Moreover, whilst Wilson is indeed a fine actor, but I can't help but feel that his Malvolio is just a little too old and Wilson's physique does not lend itself, as perhaps other actors may be fortunate in managing to convey, an inner youthfulness set free when made to be so foolish in love. The ludicrousness of Malvolio's hoodwinked passion is not just that his dour demeanor is replaced by an uncomfortable and unfamiliar use of smiling but that some longing is released by the possibility that the Lady Olivia loves him, and that this possibility is enough to drive him to acts against the grain of his previous tone of behaviour. Though Malvolio indeed cuts a tragic furious figure by the end, I wasn't quite convinced of the journey his character had undergone. And that felt like a slight disappointment. (I also couldn't help but think of the eloquent way Wilson played Eddie Clockerty and his simultaneous tolerance and loathing towards the cantankerous Janice Toner [Kate Murphy] in Tutti Frutti, though that may be apropos of little).
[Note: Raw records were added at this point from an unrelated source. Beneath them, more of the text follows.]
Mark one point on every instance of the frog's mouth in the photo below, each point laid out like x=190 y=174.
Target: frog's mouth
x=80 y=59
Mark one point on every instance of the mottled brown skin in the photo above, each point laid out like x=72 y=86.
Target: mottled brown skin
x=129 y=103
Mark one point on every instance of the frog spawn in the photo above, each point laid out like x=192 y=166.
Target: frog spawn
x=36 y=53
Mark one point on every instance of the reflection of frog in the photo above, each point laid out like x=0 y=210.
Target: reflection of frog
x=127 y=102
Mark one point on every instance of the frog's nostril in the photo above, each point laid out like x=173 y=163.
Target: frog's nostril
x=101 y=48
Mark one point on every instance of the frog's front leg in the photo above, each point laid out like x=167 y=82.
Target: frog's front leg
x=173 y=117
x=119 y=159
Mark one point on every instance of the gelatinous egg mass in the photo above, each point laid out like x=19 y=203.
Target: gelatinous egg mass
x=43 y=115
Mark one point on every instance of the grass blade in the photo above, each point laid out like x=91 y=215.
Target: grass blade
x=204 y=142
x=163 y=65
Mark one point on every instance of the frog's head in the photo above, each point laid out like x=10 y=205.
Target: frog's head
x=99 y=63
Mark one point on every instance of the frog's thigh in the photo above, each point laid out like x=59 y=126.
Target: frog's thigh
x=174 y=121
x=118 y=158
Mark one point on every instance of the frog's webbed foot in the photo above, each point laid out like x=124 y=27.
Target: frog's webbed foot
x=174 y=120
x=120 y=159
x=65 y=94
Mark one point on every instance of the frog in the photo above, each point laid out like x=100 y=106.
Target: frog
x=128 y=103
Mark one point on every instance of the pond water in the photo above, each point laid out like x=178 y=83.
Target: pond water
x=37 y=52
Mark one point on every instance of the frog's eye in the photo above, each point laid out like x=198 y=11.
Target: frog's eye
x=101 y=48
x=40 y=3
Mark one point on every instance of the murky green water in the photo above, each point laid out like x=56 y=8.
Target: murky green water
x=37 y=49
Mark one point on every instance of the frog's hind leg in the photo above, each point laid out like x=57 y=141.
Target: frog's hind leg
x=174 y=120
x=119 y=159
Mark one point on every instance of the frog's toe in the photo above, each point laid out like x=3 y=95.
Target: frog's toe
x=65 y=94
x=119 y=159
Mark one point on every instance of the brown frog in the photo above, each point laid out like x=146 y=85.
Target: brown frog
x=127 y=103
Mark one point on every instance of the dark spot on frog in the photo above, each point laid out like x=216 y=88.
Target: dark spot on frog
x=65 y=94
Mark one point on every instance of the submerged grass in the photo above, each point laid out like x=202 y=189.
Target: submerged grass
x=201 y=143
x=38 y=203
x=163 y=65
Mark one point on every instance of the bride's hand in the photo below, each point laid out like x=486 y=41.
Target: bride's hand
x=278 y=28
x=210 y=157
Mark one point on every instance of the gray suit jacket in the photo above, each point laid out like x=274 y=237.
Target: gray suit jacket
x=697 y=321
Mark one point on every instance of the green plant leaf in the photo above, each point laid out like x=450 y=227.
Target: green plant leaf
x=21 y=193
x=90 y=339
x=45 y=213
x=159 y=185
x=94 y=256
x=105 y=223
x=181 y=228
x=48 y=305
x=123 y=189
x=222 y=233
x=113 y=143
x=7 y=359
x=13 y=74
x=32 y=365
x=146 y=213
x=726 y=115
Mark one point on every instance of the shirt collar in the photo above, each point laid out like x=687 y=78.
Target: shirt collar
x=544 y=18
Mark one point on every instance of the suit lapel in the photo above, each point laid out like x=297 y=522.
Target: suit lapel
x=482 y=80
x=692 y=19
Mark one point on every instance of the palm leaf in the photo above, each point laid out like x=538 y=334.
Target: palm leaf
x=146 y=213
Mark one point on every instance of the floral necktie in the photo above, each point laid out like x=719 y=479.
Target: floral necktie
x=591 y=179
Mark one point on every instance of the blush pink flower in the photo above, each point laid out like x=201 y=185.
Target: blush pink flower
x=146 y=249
But, overall, this was a really great way to spend an afternoon. I'm slowly clocking up Shakespeare productions (I'm planning to see Winter's Tale when they bring the production back next year, and the new productions of Romeo & Juliet and Anthony and Cleopatra, plus Morte D'Arthur if I can), so it was rather exciting to get another under my belt. And it was good to see another comedy -- Julius Caesar may be good, but it's not known for its laughs and Neil especially was glad on an autumnal day to get some giggles in place.

Anyway, Twelfth Night currently runs at Stratford until 21 November before hitting London from pre-Xmas until late February 2010.

*Clearly my European identification abilities are currently scrambled along with my vocal system. ARGH!